Which might not be a bad idea. My understanding is that there are several different "approaches" in general therapy. It may be that the one your therapist is taking isn't the right one for your problem. It doesn't mean you have a bad therapist or that there's anything wrong with you, it's just that different people respond differently to any given style. You could always voice your opinion to your therapist, let him know that you don't think it's working.
I'm sure there is; I've heard antidepressants help, and drugs that help suppress anxiety have been successful in treating cases of social phobia, but cost is an issue. My current therapist has actually been pretty accommodating to match what I can afford, but medication would probably be too much. She isn't licensed to prescribe anything, so I would have to see someone who is, which would cost even more.
Contact your local health department or department of mental health (some places they're the same, other places they're separate entities), there may be programs available for you. In my area that includes reduced cost consultation and diagnosis, and at least some generic drugs available free or at reduced cost. They might want a recent pay stub or your last tax return to show income.
Might be worth looking into other options as well. The Catholic diocese in my area has an income based mental health clinic, but it doesn't provide any prescription assistance. When they opened it the news said they were the twentieth diocese to adopt the program, so there may be one in your area as well. Those programs generally aren't allowed to discriminate against non Catholics or evangelize to patients.
If neither is the case, and you like your therapist, it may be time to try looking into things like medication rather than finding another one, because especially with a disorder that means you have a hard time talking to or trusting someone, it can be hard to build a rapport. And then if it turns out the medication helps, you have someone you trust to help you get adjusted.
Not saying that some doctors don't do both, but a LOT of healthcare providers are going this way. Just Food for thought.
So I'd recommend that you do both - get a new therapist and a new psychiatrist.
That being said, if you no longer have any faith in your therapist there really is no point in continuing to see them. If you don't feel you're getting the results you should be or that they aren't really effective, it's time to shop around.
Seriously. You should be telling him everything you feel is wrong in your life anyway: that goes double for your therapy, if you're not happy with it.
I've frequently hung in there too long when things weren't working and just ended up suffering due to it.
The short version is that if you try a few other people and you don't find anyone better you can always go back to where you started.

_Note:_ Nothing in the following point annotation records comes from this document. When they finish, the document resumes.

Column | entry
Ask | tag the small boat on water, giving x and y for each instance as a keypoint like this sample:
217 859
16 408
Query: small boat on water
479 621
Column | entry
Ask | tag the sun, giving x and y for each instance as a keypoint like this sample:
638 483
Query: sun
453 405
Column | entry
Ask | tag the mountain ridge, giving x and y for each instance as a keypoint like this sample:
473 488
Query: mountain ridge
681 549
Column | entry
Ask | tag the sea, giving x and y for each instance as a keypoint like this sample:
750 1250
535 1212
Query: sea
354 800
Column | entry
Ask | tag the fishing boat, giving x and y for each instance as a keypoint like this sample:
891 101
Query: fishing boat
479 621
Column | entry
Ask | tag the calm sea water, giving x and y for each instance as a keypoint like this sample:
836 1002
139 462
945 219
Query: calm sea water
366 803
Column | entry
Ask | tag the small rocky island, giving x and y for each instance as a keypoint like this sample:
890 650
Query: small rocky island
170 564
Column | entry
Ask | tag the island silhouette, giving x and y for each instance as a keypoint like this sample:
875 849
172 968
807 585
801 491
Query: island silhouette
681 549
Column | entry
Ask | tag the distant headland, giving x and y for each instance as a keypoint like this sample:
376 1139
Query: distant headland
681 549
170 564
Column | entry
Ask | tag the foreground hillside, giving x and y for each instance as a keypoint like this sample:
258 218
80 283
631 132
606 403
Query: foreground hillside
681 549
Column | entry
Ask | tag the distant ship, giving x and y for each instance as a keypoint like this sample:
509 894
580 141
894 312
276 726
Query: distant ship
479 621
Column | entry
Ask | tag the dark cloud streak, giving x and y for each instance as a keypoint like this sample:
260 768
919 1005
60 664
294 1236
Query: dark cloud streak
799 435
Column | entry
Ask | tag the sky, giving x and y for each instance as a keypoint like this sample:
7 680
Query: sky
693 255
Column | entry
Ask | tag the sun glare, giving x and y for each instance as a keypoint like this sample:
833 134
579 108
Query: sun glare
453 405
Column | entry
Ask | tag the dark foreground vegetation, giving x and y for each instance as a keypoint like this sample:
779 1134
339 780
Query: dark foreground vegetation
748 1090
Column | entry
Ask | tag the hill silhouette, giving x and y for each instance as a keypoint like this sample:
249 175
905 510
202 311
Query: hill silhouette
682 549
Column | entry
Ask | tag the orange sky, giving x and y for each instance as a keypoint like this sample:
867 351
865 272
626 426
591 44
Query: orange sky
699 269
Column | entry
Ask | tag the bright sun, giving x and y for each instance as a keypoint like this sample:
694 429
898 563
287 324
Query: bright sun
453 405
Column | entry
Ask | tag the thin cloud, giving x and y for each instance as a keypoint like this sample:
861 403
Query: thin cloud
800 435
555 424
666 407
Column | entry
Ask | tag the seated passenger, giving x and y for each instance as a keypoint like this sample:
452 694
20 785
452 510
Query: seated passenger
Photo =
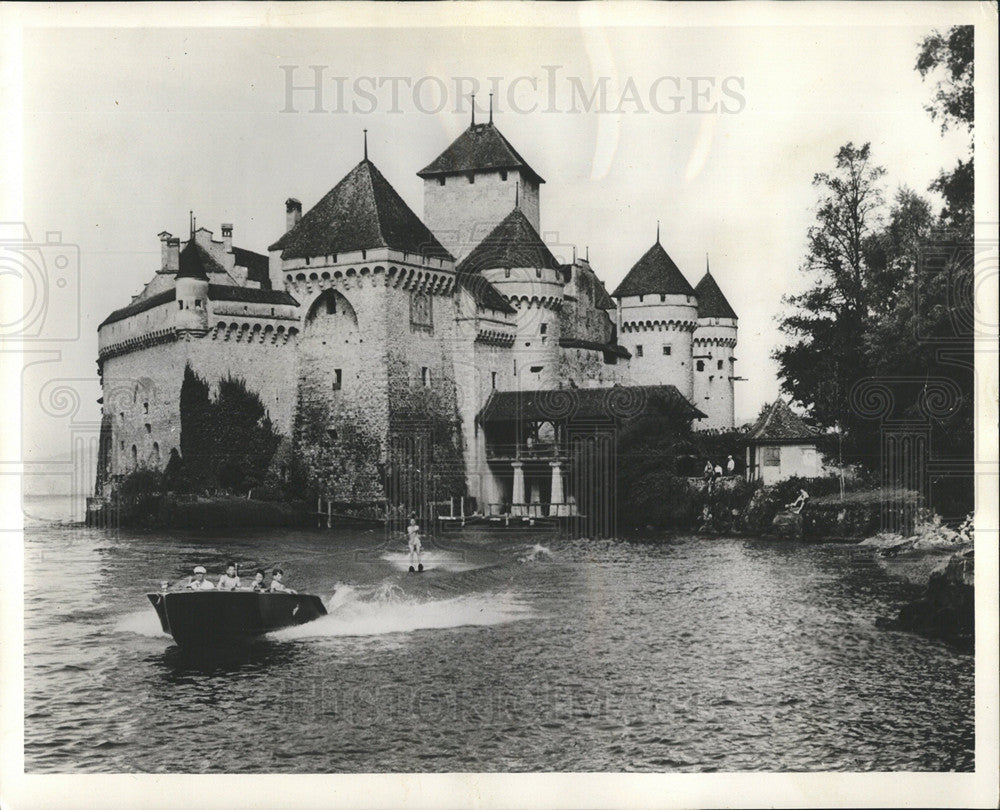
229 581
198 582
277 586
258 581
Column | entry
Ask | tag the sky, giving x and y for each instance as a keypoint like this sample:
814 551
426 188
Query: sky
714 130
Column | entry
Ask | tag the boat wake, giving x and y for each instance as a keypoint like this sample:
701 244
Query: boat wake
388 609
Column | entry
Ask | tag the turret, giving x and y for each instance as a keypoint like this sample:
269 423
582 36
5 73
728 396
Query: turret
515 260
192 289
657 316
470 187
713 355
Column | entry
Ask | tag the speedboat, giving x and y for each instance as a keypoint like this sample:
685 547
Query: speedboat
215 617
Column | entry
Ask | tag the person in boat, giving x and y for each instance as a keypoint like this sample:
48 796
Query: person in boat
413 540
198 581
229 581
258 581
277 586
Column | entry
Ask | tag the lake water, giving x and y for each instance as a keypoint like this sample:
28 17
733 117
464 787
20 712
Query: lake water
510 653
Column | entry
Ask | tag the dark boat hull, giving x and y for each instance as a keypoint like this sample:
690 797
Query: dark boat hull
222 617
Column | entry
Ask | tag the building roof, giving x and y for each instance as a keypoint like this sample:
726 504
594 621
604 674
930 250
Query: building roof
140 306
481 147
711 302
216 292
484 293
512 243
196 262
654 273
257 265
779 424
361 212
617 402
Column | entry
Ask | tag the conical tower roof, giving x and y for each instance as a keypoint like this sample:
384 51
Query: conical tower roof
512 243
655 273
196 262
361 212
481 147
711 302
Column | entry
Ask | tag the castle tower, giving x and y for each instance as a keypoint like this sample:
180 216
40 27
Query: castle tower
192 289
472 185
714 362
376 391
515 260
657 316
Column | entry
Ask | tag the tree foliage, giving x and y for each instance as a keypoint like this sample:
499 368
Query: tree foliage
891 295
226 443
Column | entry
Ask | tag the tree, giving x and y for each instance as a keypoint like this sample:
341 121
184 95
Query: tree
827 325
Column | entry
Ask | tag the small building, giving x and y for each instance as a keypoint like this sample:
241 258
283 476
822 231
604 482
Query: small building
781 445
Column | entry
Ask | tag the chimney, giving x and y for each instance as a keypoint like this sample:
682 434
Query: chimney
173 254
164 251
293 213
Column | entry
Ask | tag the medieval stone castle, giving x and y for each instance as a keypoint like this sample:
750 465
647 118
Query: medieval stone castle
379 341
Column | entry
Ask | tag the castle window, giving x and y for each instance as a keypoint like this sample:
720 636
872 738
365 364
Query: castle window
420 312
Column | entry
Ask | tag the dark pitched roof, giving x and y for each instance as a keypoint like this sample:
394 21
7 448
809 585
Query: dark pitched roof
140 306
779 424
512 243
257 265
654 273
481 146
484 293
216 292
251 295
711 302
196 262
618 402
362 211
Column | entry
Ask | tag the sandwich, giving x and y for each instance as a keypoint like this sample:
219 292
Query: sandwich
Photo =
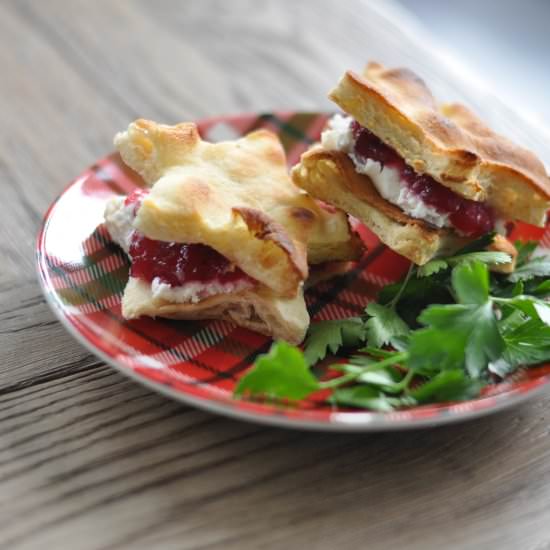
220 231
425 178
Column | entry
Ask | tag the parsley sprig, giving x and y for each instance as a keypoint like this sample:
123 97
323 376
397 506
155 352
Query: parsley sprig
444 332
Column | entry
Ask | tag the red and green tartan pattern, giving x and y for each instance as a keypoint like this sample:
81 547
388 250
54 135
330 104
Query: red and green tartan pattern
83 275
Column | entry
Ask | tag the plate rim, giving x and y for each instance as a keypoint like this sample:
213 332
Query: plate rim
339 421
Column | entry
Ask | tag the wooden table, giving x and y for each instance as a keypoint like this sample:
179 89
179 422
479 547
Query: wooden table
92 460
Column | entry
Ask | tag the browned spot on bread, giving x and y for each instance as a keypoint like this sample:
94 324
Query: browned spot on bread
302 214
266 229
363 188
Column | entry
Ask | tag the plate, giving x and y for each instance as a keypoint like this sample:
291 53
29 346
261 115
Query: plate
82 274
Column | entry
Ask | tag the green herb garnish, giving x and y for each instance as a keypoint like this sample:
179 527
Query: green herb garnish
442 334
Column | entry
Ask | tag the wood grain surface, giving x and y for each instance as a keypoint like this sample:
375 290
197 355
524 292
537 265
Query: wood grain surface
91 460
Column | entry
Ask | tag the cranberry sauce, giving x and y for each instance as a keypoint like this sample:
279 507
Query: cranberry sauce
179 263
469 218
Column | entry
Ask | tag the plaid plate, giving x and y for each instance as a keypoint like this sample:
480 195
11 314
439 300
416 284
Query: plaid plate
83 275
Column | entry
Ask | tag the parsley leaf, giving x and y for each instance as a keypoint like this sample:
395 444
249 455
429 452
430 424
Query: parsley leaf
535 267
387 379
525 249
463 335
366 397
384 323
470 282
431 267
332 335
527 344
282 373
542 289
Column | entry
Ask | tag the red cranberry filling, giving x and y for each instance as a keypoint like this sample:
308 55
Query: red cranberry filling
470 218
178 263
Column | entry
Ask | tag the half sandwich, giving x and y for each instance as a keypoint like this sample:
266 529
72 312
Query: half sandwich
426 178
221 232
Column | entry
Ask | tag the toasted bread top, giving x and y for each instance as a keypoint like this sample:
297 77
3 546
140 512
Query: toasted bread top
448 142
234 196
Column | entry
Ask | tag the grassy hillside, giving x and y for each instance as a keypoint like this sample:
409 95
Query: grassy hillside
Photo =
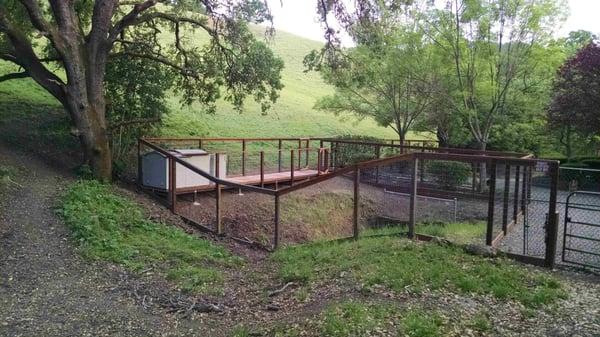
292 115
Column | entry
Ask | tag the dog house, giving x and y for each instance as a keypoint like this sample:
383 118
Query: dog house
155 168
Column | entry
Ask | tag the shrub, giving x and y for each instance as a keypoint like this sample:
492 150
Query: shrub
449 174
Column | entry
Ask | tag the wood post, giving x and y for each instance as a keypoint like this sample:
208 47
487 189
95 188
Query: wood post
505 200
491 204
378 154
292 166
173 184
262 169
218 197
243 157
516 199
279 156
299 152
356 200
140 180
307 151
553 217
413 199
276 221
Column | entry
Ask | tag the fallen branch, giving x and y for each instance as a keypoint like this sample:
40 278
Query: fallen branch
282 289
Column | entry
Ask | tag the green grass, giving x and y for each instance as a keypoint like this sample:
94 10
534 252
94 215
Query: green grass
402 265
359 318
113 228
458 232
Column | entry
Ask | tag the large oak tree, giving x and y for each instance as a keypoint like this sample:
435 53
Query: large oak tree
65 46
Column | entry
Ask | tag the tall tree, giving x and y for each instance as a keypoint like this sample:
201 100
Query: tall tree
489 43
575 108
81 36
388 75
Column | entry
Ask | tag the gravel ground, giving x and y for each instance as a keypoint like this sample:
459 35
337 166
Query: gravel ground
46 289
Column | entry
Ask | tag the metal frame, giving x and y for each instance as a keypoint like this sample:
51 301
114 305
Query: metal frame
568 221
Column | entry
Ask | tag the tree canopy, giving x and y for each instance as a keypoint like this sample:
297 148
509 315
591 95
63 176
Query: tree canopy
65 46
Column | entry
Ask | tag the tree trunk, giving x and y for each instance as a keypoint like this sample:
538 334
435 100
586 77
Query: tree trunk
93 136
483 181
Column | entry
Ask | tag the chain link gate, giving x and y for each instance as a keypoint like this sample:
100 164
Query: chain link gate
581 236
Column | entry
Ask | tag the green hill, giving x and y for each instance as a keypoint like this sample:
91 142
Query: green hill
21 102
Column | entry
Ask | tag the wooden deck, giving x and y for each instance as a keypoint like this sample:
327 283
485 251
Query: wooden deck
268 179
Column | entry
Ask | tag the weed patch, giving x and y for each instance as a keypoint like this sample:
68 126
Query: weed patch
401 264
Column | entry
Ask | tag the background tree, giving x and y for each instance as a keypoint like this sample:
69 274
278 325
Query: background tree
80 37
387 76
575 107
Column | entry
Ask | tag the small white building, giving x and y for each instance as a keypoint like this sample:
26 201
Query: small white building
155 168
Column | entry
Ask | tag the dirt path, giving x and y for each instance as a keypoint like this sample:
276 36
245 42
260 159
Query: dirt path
46 288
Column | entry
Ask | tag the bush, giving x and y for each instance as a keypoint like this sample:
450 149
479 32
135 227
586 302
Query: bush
449 174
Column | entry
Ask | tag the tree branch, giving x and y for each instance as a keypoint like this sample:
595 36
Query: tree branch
13 76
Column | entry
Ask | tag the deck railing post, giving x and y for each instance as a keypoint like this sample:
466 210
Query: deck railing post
276 221
172 184
262 169
491 204
378 154
279 156
140 172
413 198
218 197
319 155
299 152
243 157
292 166
553 217
307 151
505 200
355 230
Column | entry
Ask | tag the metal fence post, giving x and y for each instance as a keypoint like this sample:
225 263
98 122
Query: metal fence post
516 200
553 217
505 200
276 220
173 184
413 198
356 202
491 204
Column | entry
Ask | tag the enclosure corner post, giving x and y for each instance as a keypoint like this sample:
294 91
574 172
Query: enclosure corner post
505 199
413 198
276 221
356 205
553 218
218 189
491 203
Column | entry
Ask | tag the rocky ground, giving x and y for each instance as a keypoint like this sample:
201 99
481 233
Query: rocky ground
47 289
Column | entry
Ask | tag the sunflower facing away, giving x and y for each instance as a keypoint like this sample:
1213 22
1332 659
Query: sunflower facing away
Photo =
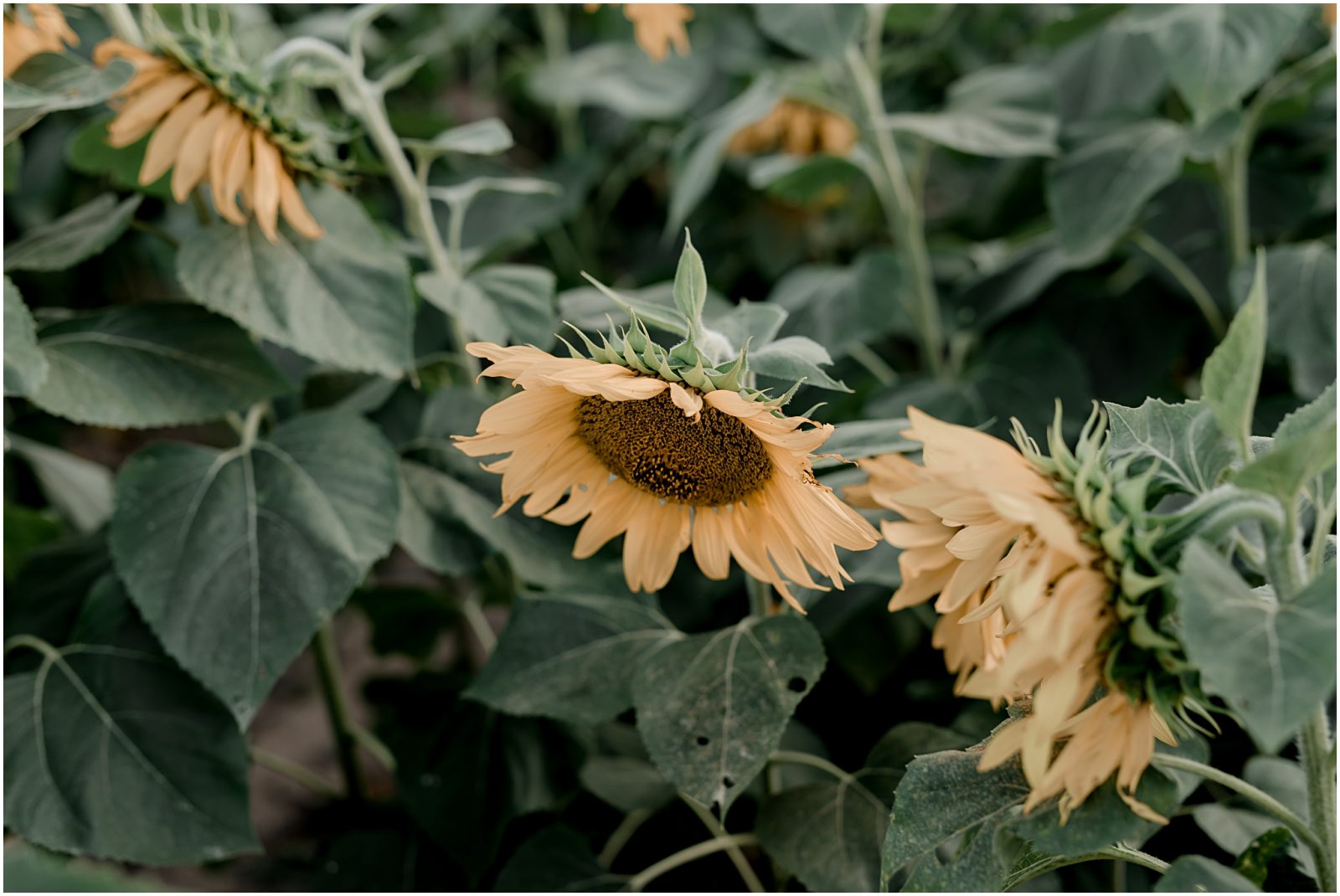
211 129
31 28
669 453
1042 594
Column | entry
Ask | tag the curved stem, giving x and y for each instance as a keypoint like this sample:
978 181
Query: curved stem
1261 799
337 708
1315 755
902 210
640 882
1186 279
295 772
737 857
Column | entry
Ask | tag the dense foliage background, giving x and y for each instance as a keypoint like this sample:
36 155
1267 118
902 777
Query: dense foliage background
1090 181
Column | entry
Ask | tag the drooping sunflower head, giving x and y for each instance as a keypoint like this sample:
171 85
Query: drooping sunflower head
31 28
1044 569
669 451
216 121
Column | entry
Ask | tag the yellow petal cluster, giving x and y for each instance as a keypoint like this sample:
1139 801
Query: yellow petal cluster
796 127
661 465
201 136
49 33
1024 605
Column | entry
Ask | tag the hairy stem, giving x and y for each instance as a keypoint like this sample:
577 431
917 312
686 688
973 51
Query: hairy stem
1315 755
295 772
1186 279
337 708
1261 799
902 210
640 882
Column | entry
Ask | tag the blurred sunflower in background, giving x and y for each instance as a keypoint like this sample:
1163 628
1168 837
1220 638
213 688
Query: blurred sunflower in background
31 28
212 125
667 460
1044 591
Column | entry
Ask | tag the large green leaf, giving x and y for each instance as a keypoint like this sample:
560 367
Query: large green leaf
24 364
812 29
1098 188
1232 374
573 657
343 299
113 752
236 558
152 364
1000 111
1183 442
1217 53
712 708
1301 284
1270 661
73 237
1201 875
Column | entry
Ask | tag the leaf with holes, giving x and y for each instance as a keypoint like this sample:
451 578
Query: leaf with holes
571 657
111 750
152 364
712 708
236 558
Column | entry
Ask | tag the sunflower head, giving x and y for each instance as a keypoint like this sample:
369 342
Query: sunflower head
216 120
669 448
1049 574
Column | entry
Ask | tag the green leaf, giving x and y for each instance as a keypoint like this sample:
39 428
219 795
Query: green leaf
1232 374
1199 875
1270 661
343 299
556 860
712 708
73 237
236 558
1002 111
828 835
821 31
486 136
50 82
690 284
24 364
1183 444
113 752
80 489
620 76
944 800
794 358
573 658
1301 283
1098 188
1217 53
152 364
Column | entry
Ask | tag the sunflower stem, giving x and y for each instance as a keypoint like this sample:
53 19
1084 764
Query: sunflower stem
1315 757
640 882
1261 799
901 208
337 708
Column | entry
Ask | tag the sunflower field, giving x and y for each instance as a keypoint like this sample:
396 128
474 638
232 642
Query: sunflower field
831 448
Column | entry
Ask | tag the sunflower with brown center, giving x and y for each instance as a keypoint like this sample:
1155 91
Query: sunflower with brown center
667 465
1043 594
31 28
204 133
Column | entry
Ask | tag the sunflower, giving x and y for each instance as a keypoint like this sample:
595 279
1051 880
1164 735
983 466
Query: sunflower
796 127
1038 590
38 27
657 27
200 131
667 465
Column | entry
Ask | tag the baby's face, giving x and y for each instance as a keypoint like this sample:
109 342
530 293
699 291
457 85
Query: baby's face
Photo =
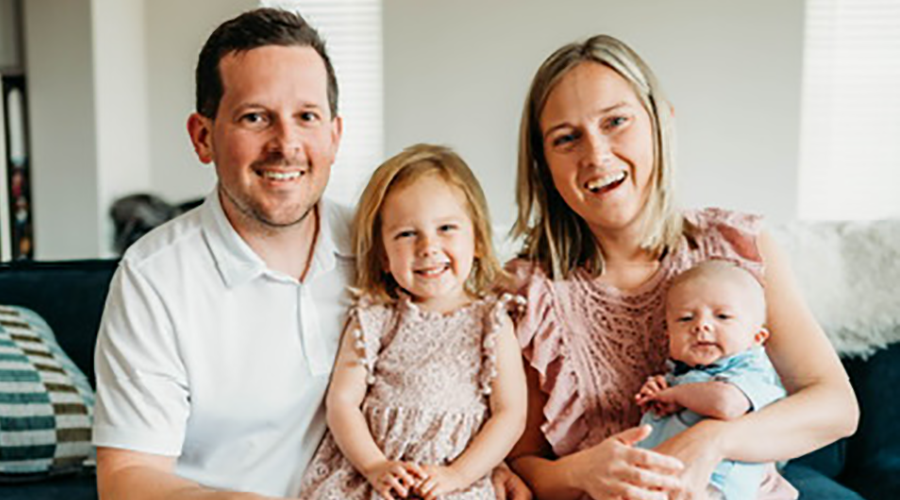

Beyond that sometimes its better to go see someone who knows nothing about you as they tend to have a more fresh perspective since there are no preconceptions about you.
I gotta agree here. Communicating with your therapist is key. If you think it's not working the way you want it to, bring it up, and see what your therapist thinks and what you can do about it together. Maybe your therapist agrees that you need to find someone else.
I'll be seeing my therapist again later this week, I'll be sure to voice my concerns. Hopefully we can figure something out.
Something I failed to mention before: back when I was being treated for depression, I had gone to see a psychiatrist and was placed on a few different medications. My therapist informs me that what I was on treated both depression and anxiety; it might just have been that we just didn't find the right drug / dosage.
She also told me that the path we were on was a long one, and any success I had would come slowly. Which I guess I knew already, but it's still frustrating. I realize 25 is still pretty young, but 2 years with marginal improvement is not the trend I want to set.
Anyway, that's the status for now. Thanks again for all the help.